The Effects of Car Insurance Rates on the Economy

The Effects of Car Insurance Rates on the Economy

A Boon for the Local Economy

There are significantly more drivers on the road today than there were 20, even 30 years ago. Newly licensed teenagers enter the roadways daily, adding to the growing road population and traffic. Although the roads are bustling and growing, the one thing that people want to avoid most is a traffic accident. Accidents increase car insurance rates and cause an inconvenience to people's daily routines. Not only is avoiding accidents less stressful, but it's also good for the economy in the long run.

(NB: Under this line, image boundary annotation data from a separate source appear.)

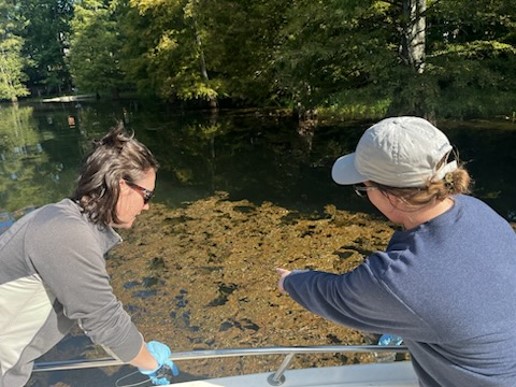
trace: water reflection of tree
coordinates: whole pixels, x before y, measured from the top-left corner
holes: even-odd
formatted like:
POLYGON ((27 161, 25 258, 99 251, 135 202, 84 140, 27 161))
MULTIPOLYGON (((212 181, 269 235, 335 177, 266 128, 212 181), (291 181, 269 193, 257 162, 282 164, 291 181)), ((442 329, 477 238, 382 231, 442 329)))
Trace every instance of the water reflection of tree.
POLYGON ((40 205, 51 196, 41 176, 48 157, 37 129, 32 107, 0 109, 0 207, 9 211, 40 205))

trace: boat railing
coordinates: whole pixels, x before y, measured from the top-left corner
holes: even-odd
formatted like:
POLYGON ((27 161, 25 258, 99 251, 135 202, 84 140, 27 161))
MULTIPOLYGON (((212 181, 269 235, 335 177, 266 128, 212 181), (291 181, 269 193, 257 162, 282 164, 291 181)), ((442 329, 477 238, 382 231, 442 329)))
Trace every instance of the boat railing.
MULTIPOLYGON (((288 370, 294 358, 298 355, 312 355, 320 353, 344 353, 344 352, 407 352, 407 347, 379 346, 379 345, 322 345, 302 347, 261 347, 261 348, 228 348, 194 350, 188 352, 175 352, 170 356, 173 361, 201 360, 226 357, 247 357, 247 356, 270 356, 283 355, 284 359, 280 366, 272 373, 267 381, 271 386, 280 386, 285 382, 285 371, 288 370)), ((113 358, 100 359, 78 359, 65 361, 38 362, 34 365, 34 372, 43 371, 70 371, 85 368, 111 367, 125 365, 120 360, 113 358)))

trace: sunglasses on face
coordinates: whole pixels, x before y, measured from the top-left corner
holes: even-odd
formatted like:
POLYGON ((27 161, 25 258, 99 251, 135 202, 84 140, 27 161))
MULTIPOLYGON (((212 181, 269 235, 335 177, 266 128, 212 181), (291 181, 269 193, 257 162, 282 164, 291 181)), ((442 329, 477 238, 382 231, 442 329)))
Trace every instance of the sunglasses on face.
POLYGON ((143 204, 147 204, 154 196, 154 191, 148 190, 147 188, 140 187, 138 184, 130 183, 127 180, 126 180, 126 184, 142 195, 143 204))

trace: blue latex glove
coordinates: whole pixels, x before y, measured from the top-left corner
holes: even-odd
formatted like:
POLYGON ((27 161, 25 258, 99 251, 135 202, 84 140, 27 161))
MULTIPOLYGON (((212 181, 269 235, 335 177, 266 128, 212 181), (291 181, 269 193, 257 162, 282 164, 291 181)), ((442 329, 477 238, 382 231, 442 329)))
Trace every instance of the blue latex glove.
POLYGON ((174 376, 179 375, 179 369, 174 362, 170 360, 170 355, 172 355, 170 348, 159 341, 151 341, 147 343, 146 346, 151 355, 158 362, 158 367, 154 370, 143 370, 141 368, 138 368, 138 370, 142 374, 147 375, 152 384, 156 386, 169 384, 170 381, 166 377, 168 370, 170 370, 174 376))

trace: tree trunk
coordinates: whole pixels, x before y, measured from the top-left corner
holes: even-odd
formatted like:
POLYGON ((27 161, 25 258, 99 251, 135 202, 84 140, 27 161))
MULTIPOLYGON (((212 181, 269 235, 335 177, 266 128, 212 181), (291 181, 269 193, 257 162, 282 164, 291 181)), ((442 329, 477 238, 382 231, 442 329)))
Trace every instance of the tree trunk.
POLYGON ((416 115, 431 117, 428 101, 431 99, 426 85, 426 0, 403 0, 400 21, 400 58, 405 68, 400 69, 398 86, 393 93, 389 115, 416 115))
POLYGON ((425 67, 426 0, 403 0, 401 57, 421 74, 425 67))

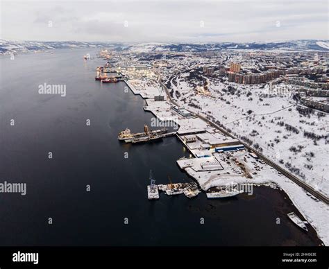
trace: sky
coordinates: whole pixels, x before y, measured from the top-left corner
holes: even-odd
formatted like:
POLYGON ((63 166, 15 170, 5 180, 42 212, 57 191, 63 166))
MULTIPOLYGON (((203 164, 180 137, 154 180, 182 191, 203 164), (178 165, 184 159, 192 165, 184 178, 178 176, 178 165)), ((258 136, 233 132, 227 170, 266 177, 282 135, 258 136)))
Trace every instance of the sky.
POLYGON ((327 0, 0 0, 0 38, 120 42, 328 39, 327 0))

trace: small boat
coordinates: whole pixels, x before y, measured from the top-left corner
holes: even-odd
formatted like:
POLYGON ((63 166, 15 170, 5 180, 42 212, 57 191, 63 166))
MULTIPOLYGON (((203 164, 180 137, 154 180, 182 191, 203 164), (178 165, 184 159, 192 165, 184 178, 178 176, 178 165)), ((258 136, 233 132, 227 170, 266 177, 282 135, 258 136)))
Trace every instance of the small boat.
POLYGON ((295 223, 300 228, 302 228, 303 230, 308 232, 307 227, 305 225, 304 221, 303 221, 294 212, 288 213, 287 216, 294 223, 295 223))
POLYGON ((95 76, 95 80, 101 80, 108 78, 106 76, 95 76))
POLYGON ((126 140, 133 138, 133 134, 128 128, 126 128, 124 131, 120 132, 118 134, 119 140, 126 140))
POLYGON ((147 197, 149 200, 158 200, 159 199, 159 190, 158 186, 155 184, 155 180, 152 176, 151 170, 150 170, 150 182, 151 184, 147 186, 147 197))

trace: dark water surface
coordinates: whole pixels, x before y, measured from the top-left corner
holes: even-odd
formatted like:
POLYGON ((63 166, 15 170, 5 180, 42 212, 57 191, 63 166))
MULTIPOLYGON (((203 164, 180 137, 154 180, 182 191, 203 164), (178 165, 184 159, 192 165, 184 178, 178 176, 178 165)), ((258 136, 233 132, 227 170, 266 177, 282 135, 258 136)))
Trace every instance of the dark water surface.
POLYGON ((149 170, 157 184, 167 183, 168 175, 187 180, 176 161, 188 153, 176 137, 119 143, 119 131, 140 132, 153 116, 140 96, 125 92, 124 83, 94 81, 103 60, 84 62, 87 53, 96 51, 0 58, 0 182, 27 184, 25 196, 0 193, 0 245, 319 243, 312 229, 305 234, 287 220, 296 209, 283 192, 269 188, 223 200, 203 193, 149 201, 149 170), (67 96, 38 94, 44 83, 66 85, 67 96))

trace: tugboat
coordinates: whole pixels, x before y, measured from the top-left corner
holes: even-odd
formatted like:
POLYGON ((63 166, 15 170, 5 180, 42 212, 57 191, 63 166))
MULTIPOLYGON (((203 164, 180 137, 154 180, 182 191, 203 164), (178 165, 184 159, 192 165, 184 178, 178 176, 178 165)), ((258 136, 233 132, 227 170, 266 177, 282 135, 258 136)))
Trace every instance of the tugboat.
POLYGON ((302 228, 304 231, 308 232, 307 227, 305 225, 304 221, 303 221, 296 214, 295 212, 290 212, 287 214, 289 218, 295 223, 298 227, 302 228))
POLYGON ((155 180, 153 180, 152 176, 152 171, 150 170, 150 182, 151 184, 147 186, 147 196, 149 200, 158 200, 159 199, 159 190, 158 186, 155 185, 155 180))
POLYGON ((120 132, 118 134, 119 140, 126 140, 133 138, 133 134, 128 128, 126 128, 125 130, 120 132))

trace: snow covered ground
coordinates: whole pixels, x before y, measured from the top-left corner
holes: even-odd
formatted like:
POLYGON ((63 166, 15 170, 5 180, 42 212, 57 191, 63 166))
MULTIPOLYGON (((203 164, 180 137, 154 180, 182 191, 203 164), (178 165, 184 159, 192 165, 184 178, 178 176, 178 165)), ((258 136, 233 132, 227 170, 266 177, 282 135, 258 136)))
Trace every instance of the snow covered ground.
POLYGON ((214 171, 200 171, 200 163, 213 157, 185 159, 178 160, 180 167, 196 179, 203 190, 216 186, 225 186, 233 183, 266 184, 274 182, 283 189, 298 211, 317 231, 319 237, 326 245, 329 244, 329 207, 323 202, 317 202, 306 194, 306 191, 266 164, 260 163, 250 157, 246 150, 217 153, 223 169, 214 171), (220 159, 221 158, 221 159, 220 159), (235 164, 237 158, 252 175, 251 179, 242 176, 242 171, 235 164))
POLYGON ((183 78, 171 83, 174 97, 185 107, 221 123, 315 189, 329 195, 329 119, 321 112, 297 106, 292 87, 242 85, 210 81, 201 94, 183 78))
MULTIPOLYGON (((135 94, 141 94, 144 98, 148 98, 144 110, 151 112, 161 120, 176 121, 180 126, 178 132, 211 128, 199 118, 185 118, 179 115, 172 110, 172 105, 168 101, 155 101, 151 97, 156 92, 148 87, 147 83, 129 81, 128 85, 130 85, 135 94), (131 82, 133 83, 130 83, 131 82)), ((310 135, 305 137, 303 134, 305 131, 314 132, 319 136, 326 135, 328 133, 327 116, 319 117, 317 113, 298 112, 289 91, 283 91, 282 94, 278 94, 278 91, 274 94, 269 93, 267 88, 260 89, 254 86, 252 89, 244 89, 244 86, 237 87, 235 85, 236 92, 228 95, 227 92, 223 90, 228 85, 215 85, 210 82, 209 92, 204 93, 189 88, 186 82, 180 84, 179 79, 176 85, 172 85, 172 87, 174 91, 181 91, 182 94, 178 101, 182 107, 204 114, 214 121, 218 121, 230 126, 231 131, 237 136, 238 133, 242 134, 238 135, 240 138, 246 136, 251 139, 254 146, 256 143, 258 144, 259 147, 263 148, 263 153, 276 162, 280 164, 280 160, 283 159, 283 164, 281 164, 282 166, 287 162, 291 163, 292 167, 296 166, 300 168, 299 173, 306 175, 304 178, 302 177, 305 181, 314 186, 318 186, 321 191, 328 194, 328 182, 325 180, 328 165, 326 163, 328 144, 323 138, 316 139, 314 144, 314 139, 309 138, 310 135), (238 89, 240 91, 239 95, 238 89), (248 94, 249 92, 251 94, 248 94), (188 105, 189 103, 193 105, 188 105), (249 113, 248 110, 251 110, 251 112, 249 113), (283 122, 283 125, 281 122, 283 122), (293 146, 294 149, 289 150, 293 146), (307 164, 313 165, 311 169, 307 168, 310 171, 302 167, 307 164)), ((166 96, 165 98, 167 100, 166 96)), ((315 229, 319 238, 328 245, 328 205, 321 201, 317 202, 296 183, 269 165, 255 161, 251 157, 247 157, 247 155, 248 152, 242 150, 233 153, 214 153, 210 158, 180 159, 177 162, 195 178, 204 190, 232 183, 268 185, 274 182, 287 193, 298 211, 315 229), (230 155, 230 159, 228 159, 227 156, 230 155), (243 164, 246 168, 247 172, 251 175, 251 178, 246 176, 235 158, 238 160, 237 163, 243 164), (207 160, 219 162, 221 168, 202 171, 201 165, 207 160)))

Low Accident Rates Equal Low Insurance Rates

One of the factors used by insurance companies in insuring drivers is using the state of residence as a part of the calculations to determine overall rates for that area of the country. If there is a low percentage of accidents in that area, it's good for the state's economy, because residents get to enjoy lower insurance rates. It's also good for the state's local economy because it encourages people to move or consider making that state their home just to take advantage of the low rates.

The Effects of Lowering Insurance Rates

When insurance companies lower rates, it encourages drivers to be more responsible on the road, drive less aggressively, and make better choices in their driving habits. The entire concept acts like a cycle: Companies reward good driving behavior, and drivers respond favorably to lowered rates, which equates to money saved.

For many states, this same business approach to car insurance spills over to other areas that affect the financial health of the state. Other industries can use a low rate to attract customers. For example, lowering mortgage rates and health insurance rates will stimulate the state's economy to promote spending and activity among the consumers. The more consumers spend, the better the state's economy will be.